Through the use of diction, the authors of Contagion Literature have managed to portray …
Just Kidding.
We started Contagion with King Oidipus. As baptism, we read the scene of Oidipus gauging his eyes out with talons which, it can be argued, foreshadowed the horrors we would go on to visualize in the succeeding books. For the plot of Oedipus, the plague served as a precursor, an agent that began the plot but disappeared from the book soon after, making it easy to forget to feature it in a plot summary written for the course Contagion. In the books read since then, some diseases have been more outspoken than others and all with their own consequences. Taking a look back, in what ways did disease affect class discussions even when it was not explicitly being talked about? For example, every time we examined rumors, weren’t we always looking at it with the connotation of its resemblance to disease in the way it spreads?
Among its firsts, Oedipus made us conscious about the role of rumors in an epidemic, featured the debate of fate vs free will into the contagion narrative and juxtaposed the land’s anatomy with human anatomy [“a woman’s barren labor pains” (Sophocles, 92)]. Since then, a notable time Oidipus was recalled was in drawing the comparison between son Oidipus and the son in Dream of Ding Village inheriting the judgment for the sins of their fathers.
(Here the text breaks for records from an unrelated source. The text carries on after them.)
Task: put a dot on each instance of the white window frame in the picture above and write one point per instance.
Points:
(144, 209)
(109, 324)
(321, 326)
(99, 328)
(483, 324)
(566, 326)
Next, DoFoe. Although slightly tedious, DoFoe introduced important plague discourses such as death counts, quarantines, plague seen as a heaven sent judgment and large public gatherings in between an epidemic. Since, our class discussions have closely monitored the reactions of the characters (both sick and healthy) towards those around them, and the collective reaction against the plague. We have also seen numerous ways of responding depending on the manner people understood the plague. Mocking it (Pushkin), trying to infect others (Defoe) or just trying to help (Camus); each novel was less neater about the above categories. People’s mentality was affected, influence that proved, sometimes to be stronger than rationality. The reactions are both specific and universal (we often recognized very similar reactions between characters of different epidemics, time periods and geographical regions). What do we do with our current database of reactions of characters in various disease and epidemic scenarios?
As we progressed through the course and books began to be culled from more recent time periods, the need to reason out disease as God’s retribution was less present. Diseases have been represented as a mystery for people, forcing their imagination, their intelligence and maybe, most importantly, their beliefs. Unable to understand their own destiny, they tried to assign the force of plague to their divinity. With progress, the faith in gods seems to have been replaced by the faith in science. However, this debate was culled again in the fairly recent Nemesis. Is God a time period or more inherent that that to human nature?
Often times, the disease is not an isolated social entity in the book but is rather in conjunction with other social epidemics like the war or the Bhopal incident. Another book, Dream of Ding Village exposes the blood bank business and ensuing AIDs epidemic rampant in China. How is disease a social epidemic that cannot necessarily survive in isolation but requires the presence of other social epidemics in order to exist? Disease has also been exploited as an allegory for larger concepts. In Zone One, the zombie epidemic is used to explain the concept of the likeness of consumers to zombies. The “bug” in Black Hole makes tangible teenage alienation and angst. How does the social commentary in these books differ from the books that use disease in a more straightforward manner? What if sometimes yellow fever is just the yellow fever and zombification is just zomfbification? When do such allegories stop becoming relevant? Do such allegories in literary examination have a life span similar to wise words becoming clichés?
There has also been a succession of rather interesting narrators. It was rather difficult to get a class consensus on whether or not to believe Arthur Mervyn and his misadventures with yellow fever. Arthur Mervyn also slowly engulfed the narrative in a way similar to how disease takes hold of the body or of society. Since, we have had a dead narrator, Animal, a teenager. We have also had in total one female voice for the narrator which was in a book written by the only female writer (actually, two female narrators if you count Black Hole). Is it a more feminist concern or instead a concern about the minority of disease literature or both?
“Considering how common illness is, how tremendous the spiritual change that it brings, how astonishing, when the lights of health go down, the undiscovered countries that are then disclosed … it becomes strange indeed that illness has not taken its place with love and battle and jealousy among the prime themes of literature.”(Virginia Woolf 1930)
So much to think about.
Awards:
Most honest narrator: Animal [Animal’s people]
Least honest narrator: DoFoe [A journal of the Plague Year]
Best coping mechanism in an epidemic: The group of storytellers in [The Decameron]
Worst coping mechanism in an epidemic: The priest [A feast during the plague]
Best Doctor: Dr. Stevens [Arthur Mervyn], Rieux [The Plague]
Most graphic: Black Hole
Ideal book for class discussion: Nemesis (might have been a different one for everybody)
Feel free to add your own categories.